Beauftragt vom Magazin "The New Yorker" fuhr der amerikanische Kriegsreporter John Hersey im Mai 1946 nach Hiroshima, um über die Ausmaße des Atombombenabwurfs zu recherchieren. Bei seinen Nachforschungen stieß er auf erheblichen Widerstand von Seiten der amerikanischen Besatzungsbehörde. Diese hatte schon am 19. September 1945 ein offizielles Verbot der Berichterstattung in Wort und Bild über die Folgen des Atombombenabwurfs erlassen. Trotz aller Schwierigkeiten gelang es Hersey, sechs Überlebende des 6. August 1945 zu interviewen. Sein Bericht erschien im gleichen Jahr in einer Sondernummer des "New Yorker" und erregte weltweites Aufsehen. Einer der von diesem Bericht Erschütterten war Robert Jungk, der diese Lektüre in seinem Vorwort zu diesem Band als "lebensbestimmend" beschrieb.
Rezensionsnotiz zu
Frankfurter Allgemeine Zeitung, 04.10.2005
Überaus beeindruckt zeigt sich Volker Zastrow von John Herseys wieder aufgelegten Reportage über sechs Überlebende des Atombombenabwurfs auf Hiroshima, die 1946 vollständig in einer einzigen Ausgabe des "New Yorker" erschienen war. Wie der Rezensent berichtet, hatte Hersey im Frühjahr 1946 mit diesen Überlebenden gesprochen und anschließend aufgezeichnet, wie sie den Bombenabwurf und die Tage danach erlebt haben.
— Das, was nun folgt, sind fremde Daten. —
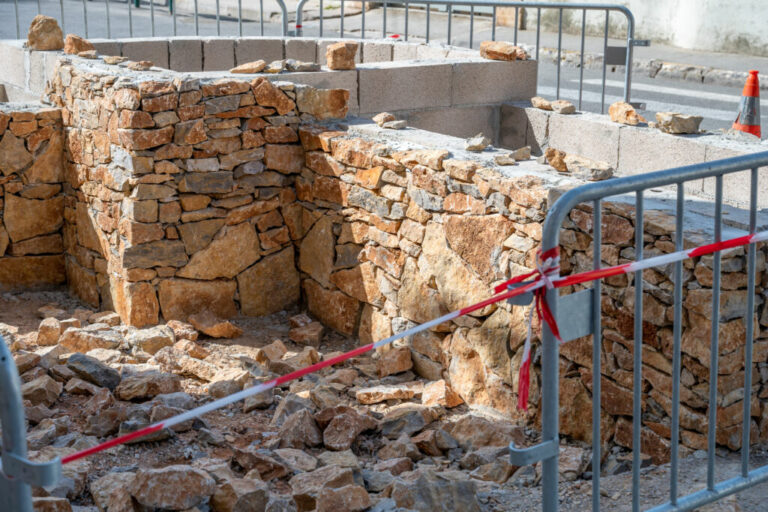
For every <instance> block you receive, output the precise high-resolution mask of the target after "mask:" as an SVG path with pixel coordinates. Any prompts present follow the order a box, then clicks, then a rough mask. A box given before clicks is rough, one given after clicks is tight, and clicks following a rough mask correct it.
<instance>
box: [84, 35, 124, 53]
mask: <svg viewBox="0 0 768 512" xmlns="http://www.w3.org/2000/svg"><path fill="white" fill-rule="evenodd" d="M89 41H90V42H91V43H93V46H94V47H95V48H96V51H97V52H98V53H99V55H117V56H120V55H122V54H123V53H122V51H123V50H122V46H123V45H122V44H121V42H120V41H116V40H114V39H89Z"/></svg>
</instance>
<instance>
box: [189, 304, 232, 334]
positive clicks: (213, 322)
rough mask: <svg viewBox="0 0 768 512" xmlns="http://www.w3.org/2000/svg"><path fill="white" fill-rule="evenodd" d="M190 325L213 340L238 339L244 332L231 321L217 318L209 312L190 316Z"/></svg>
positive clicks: (191, 315) (202, 312) (215, 315)
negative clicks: (232, 322) (221, 338)
mask: <svg viewBox="0 0 768 512" xmlns="http://www.w3.org/2000/svg"><path fill="white" fill-rule="evenodd" d="M189 323H191V324H192V325H193V326H194V327H195V329H197V330H198V331H200V332H202V333H203V334H207V335H208V336H210V337H212V338H237V337H239V336H242V334H243V330H242V329H241V328H239V327H237V326H236V325H235V324H233V323H232V322H230V321H229V320H223V319H221V318H218V317H216V315H214V314H213V313H211V312H210V311H209V310H205V311H203V312H201V313H197V314H195V315H190V316H189Z"/></svg>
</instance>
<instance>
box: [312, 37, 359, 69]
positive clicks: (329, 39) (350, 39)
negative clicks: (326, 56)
mask: <svg viewBox="0 0 768 512" xmlns="http://www.w3.org/2000/svg"><path fill="white" fill-rule="evenodd" d="M342 41H344V42H353V43H357V53H355V62H356V63H358V64H360V63H361V62H363V41H361V40H354V39H338V38H336V39H334V38H326V37H323V38H319V39H317V60H316V61H315V62H319V63H320V64H321V65H325V63H326V62H327V59H326V58H325V51H326V50H327V49H328V47H329V46H330V45H332V44H333V43H339V42H342Z"/></svg>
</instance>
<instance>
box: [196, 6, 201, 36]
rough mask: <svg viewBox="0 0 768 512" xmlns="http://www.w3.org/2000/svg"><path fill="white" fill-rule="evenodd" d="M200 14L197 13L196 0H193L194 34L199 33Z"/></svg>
mask: <svg viewBox="0 0 768 512" xmlns="http://www.w3.org/2000/svg"><path fill="white" fill-rule="evenodd" d="M199 20H200V16H199V15H198V13H197V0H195V35H196V36H199V35H200V21H199Z"/></svg>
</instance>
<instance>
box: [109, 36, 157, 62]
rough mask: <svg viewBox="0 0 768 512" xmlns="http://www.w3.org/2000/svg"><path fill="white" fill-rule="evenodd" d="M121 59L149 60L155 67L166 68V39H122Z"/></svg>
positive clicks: (150, 38) (151, 38)
mask: <svg viewBox="0 0 768 512" xmlns="http://www.w3.org/2000/svg"><path fill="white" fill-rule="evenodd" d="M120 42H121V43H122V52H123V57H128V58H129V59H131V60H136V61H138V60H150V61H152V63H154V65H155V66H157V67H161V68H167V67H168V39H165V38H160V37H153V38H145V39H123V40H122V41H120Z"/></svg>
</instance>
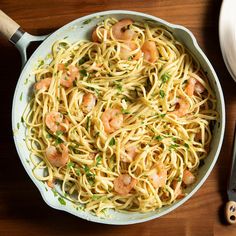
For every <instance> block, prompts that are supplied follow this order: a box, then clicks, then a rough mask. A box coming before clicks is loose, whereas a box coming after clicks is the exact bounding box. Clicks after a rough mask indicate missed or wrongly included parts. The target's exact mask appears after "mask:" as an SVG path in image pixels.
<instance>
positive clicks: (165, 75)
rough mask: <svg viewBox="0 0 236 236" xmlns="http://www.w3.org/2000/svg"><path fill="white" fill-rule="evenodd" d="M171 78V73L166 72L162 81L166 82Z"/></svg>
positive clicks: (163, 81)
mask: <svg viewBox="0 0 236 236" xmlns="http://www.w3.org/2000/svg"><path fill="white" fill-rule="evenodd" d="M169 79H170V75H169V74H167V73H165V74H163V75H162V76H161V80H162V83H165V82H166V81H167V80H169Z"/></svg>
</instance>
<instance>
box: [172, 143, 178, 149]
mask: <svg viewBox="0 0 236 236" xmlns="http://www.w3.org/2000/svg"><path fill="white" fill-rule="evenodd" d="M177 147H179V145H178V144H171V145H170V148H173V149H176V148H177Z"/></svg>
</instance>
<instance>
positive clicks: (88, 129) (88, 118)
mask: <svg viewBox="0 0 236 236" xmlns="http://www.w3.org/2000/svg"><path fill="white" fill-rule="evenodd" d="M89 129H90V116H87V121H86V130H87V131H89Z"/></svg>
Er hebt hervor, dass man Herseys Reportage "zu Recht zu den großen Texten des vergangenen Jahrhunderts gerechnet" habe. Als "wohltuend" würdigt Rezensent insbesondere den Stil des Autors, der im übrigen bescheiden hinter seinen Gegenstand zurücktrete und auf Botschaften ideologischer Art verzichte. "Wer sich mit der geschichtlichen Atombombe beschäftigen will, kommt an diesem Buch kaum vorbei", resümiert der Rezensent. "Davon abgesehen wird es jeder schätzen, der den Menschen, auch in seinem Leide, kennen will."